The city is a political construct. The work of associations such as the ACMJ involves positioning, mediation, and negotiation exercises with a considerable number of interests that converge in each sector of the city. Such an accumulated force defies the hierarchies imposed by the submission of habitat to the land market. In this sense, habitat, or at least the popular habitat, is a right and not a commodity. Resilience and the constant refoundation of peripheries on the part of non-State or non-corporate agents reveal an obstinate city-making process that is not correlated with the interests that govern it.

Despite the optimism of this statement, the mere occupation of land does not represent a transforming process. The proliferation of peripheries are taking advantage of it as a resource by such diverging interests as political or drug trafficking cartels. In this sense, peri-urban populations are used for interests that transcend them. Here the subject of policy becomes a necessity but not the only way in which to build a democratic city.

The presence of an ideology, a project or an organization is not enough to promote transformative processes. These aspects claim their embodiment in spaces of life that ensure their usefulness and permanence. Old anthropologies about marginalized people are consistent with the approaches of the contributions offered in this issue: if there is no trust the whole construction becomes useless—this can be said at social as much as material level. This is the suggestion of Neves dos Santos.

This issue of Revista INVI invites us to reflect critically not only on the location of dwellers within the city, but also on the different ways to build these themes. This collection of contributions includes some concerning linguistic sediments that express a terrifying semantics related to the construction of the otherness, such as the micro-utopias involved in these exercises. Some examples illustrate this point: there is an explicit acknowledgment that the political trajectory of the population movementis moving towards the definition of the business management on the part of dwellers. According to Audre Lorde: “For the master’s tools will never dismantle the master’s house”. Likewise, it would not be coherent to promote the sustainability of a neighborhood by “selling” culture as a series of services. This is the kind of business that adversely affects sustainability. These issues may be explored just as in the case of the Lisbon outskirts and other parts of the marginal world. The problem lies in how these transactions are conceived and what is the most suitable theoretical framework to read such exchanges. The discussion is open and there is the challenge of finding the proper verb to reveal the truth about a large number of cities that are violated by the same machinery whose language permeates into the academic field.

Understanding the city means understanding its inhabitants.
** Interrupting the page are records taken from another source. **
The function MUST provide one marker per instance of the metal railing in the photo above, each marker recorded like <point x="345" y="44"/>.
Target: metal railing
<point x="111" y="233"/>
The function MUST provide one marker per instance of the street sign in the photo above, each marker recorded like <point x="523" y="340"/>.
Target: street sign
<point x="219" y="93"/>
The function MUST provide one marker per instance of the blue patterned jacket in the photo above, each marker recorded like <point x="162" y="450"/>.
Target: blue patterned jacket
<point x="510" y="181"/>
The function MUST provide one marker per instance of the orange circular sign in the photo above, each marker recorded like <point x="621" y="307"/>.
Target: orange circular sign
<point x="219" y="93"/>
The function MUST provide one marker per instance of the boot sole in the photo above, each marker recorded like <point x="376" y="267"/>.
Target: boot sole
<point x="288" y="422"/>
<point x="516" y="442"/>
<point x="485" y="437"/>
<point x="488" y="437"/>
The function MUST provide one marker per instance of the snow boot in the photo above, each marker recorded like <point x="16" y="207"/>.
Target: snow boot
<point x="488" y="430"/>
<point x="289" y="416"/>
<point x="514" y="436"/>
The recognition of these individuals means breaking the barriers of prejudice about their condition. Such an exercise also entails acknowledging our short-sighted view, thus inviting us to explore critically the conceptual frameworks that describe the processes in which marginalized and favored populations are intertwined within the urban space. This compilation of papers helps us to highlight what is concealed: the transforming power of underprivileged populations affected by the urban order.

This exercise in revelation poses another challenge to city researchers: becoming part of the situation that excludes some individuals in favor of the comfort of others. Such a task consists of empathizing with the neighbor, understanding the city from within, from an epistemology that involves us in the same phenomenon, thus expanding the proposal made by Luis Iturra—further explained in this issue. In the end the revelation is a way to recognize rights and welcome those who are not wanted as neighbors. Recognizing means granting the privileges of a city that is being built at the expense of those who are forced to live in all kinds of marginalization.